Media Monitoring Africa (MMA) is thrilled to award a GLAD[1] to City Press for the publication’s 21 January issue that consisted of a full two-page spread of stories with a focus on critical child-related issues and which accessed children’s voices on these.

There are four stories in particular that deserve a special mention. The first, “Let’s talk about sex, babies” (p. 13) by Michelle Solomon reports on a high-level multi-stakeholder policy dialogue hosted by the Department of Basic Education, Unesco (United Nations Educational, Scientific and Cultural Organisation) and the Swedish government where new approaches to “comprehensive sexuality education” were discussed. This was in response to the release of a Unesco technical report that provides guidance to governments on how best they can develop suitable rights-based sex education programmes.

While the main article focuses on the merits of the guidance report and the discussions at the dialogue, more critically were two supplementary articles by Vuyo Mkize that share individual experiences of sex education in South Africa. In the story “’I wish my parents had taught me’” (p. 13), a matric pupil, whose identity has been concealed with a pseudonym, shares how the only sex education she received from her parents was a once-off brief conversation where they told her to “stay a virgin”. In the article, she describes how she first learnt about sex through magazines and that she wished she could have more open conversations with her parents about these types of issues.

In the second supplementary story on the same page, “’My daughter is empowered by the knowledge’”, a mother of three reveals her proactive approach to discussing sex with her eldest daughter, who is almost thirteen. She shares specifically about how critical it is for children to learn that “my body is mine” from their parents and how an open child-parent relationship is key to children sharing when sexual violations occur.

This combination of stories provides insights from an international and government level all the way through to an individual child’s and parent’s perspective and therefore provides a wonderful holistic view on the issue of sex education.

The last story, “Tormented at school and online” (p. 12) by Msindisi Fengu, reports on the issues of both on- and offline bullying by children. The article describes the experiences of an overweight Grade 11 pupil who was severely bullied by school mates at school and on social media to such an extent that she contemplated not going back to school. While the sharing of Lethu’s story [not her real name as explained in the article] highlights some of the negative consequences of bullying, it portrays her in a positive light and as a young woman with agency. Alongside this, the article also highlights the potential repercussions for those who share harmful content online and provides advice for both parents and children on how to handle instances of bullying and cyberbullying. In this way, the story not only brings the issue of bullying to the fore where an individual personal story is shared, but it also provides practical steps to help those who are confronted with the vice.
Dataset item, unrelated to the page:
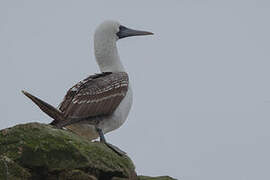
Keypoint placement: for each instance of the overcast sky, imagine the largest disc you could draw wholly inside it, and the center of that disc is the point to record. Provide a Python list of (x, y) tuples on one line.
[(201, 84)]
Not only do the articles highlighted above address critical child-related issues that are often neglected in mainstream media, they also provide a platform for children to share their own experiences, opinions and ideas about these. This is an exemplary practice considering that children’s voices remain marginalised in our media.

South Africa is a signatory to the United Nations Convention on the Rights of the Child,[2] which seeks to promote the participation of children in a variety of spheres, including media. Despite this, research conducted by MMA in 2016 demonstrates that children are only accessed in 12% of stories about them (even though they make up 40% of the South African population).[3]

It is our core belief that children have the capacity to provide rich textured contributions to discussions on various issues and that only when their voices are accessed can their ideas be heard. We therefore commend all efforts by journalists, such as those here, that deliberately promote the voices of children in their news stories.

Well done again to City Press! We look forward to reading many more stories that centre on children and their experiences.

By Sarah Findlay


[1] A GLAD refers to an article where the rights and welfare of children have been promoted.




The following are the responses to the commentary from City Press;


Michelle Solomon

That’s fantastic news, and thank you for awarding the team a Glad. The City Press has been doing great work in this area, and I’m thrilled that I could be part of this reportage as a freelancer.


Assistant Editor: News and Investigations

We at City Press feel that it is very important to include the voices of children on issues that affect them. This is not just because sound journalism practice dictates that we need to go to the source, but because, frankly, it makes the stories far more engaging. Stories about policy issues affecting children can be dreadfully boring if the children themselves are left out of them.

We also like to practice solutions-based journalism when we can – proposing solutions to problems the stories outline. We have found that children often have the best ideas about how to deal with the issues that affect them. Even though they are young, they shouldn’t be underestimated or believed not to have valid opinions or solutions.

However, we still need to protect children when they appear in the newspaper. This involves removing their identities on potentially contentious stories such as those you mention here. We would prefer to spare them the embarrassment of coming up in internet searches for the rest of their lives for remarks they made which they could later regret!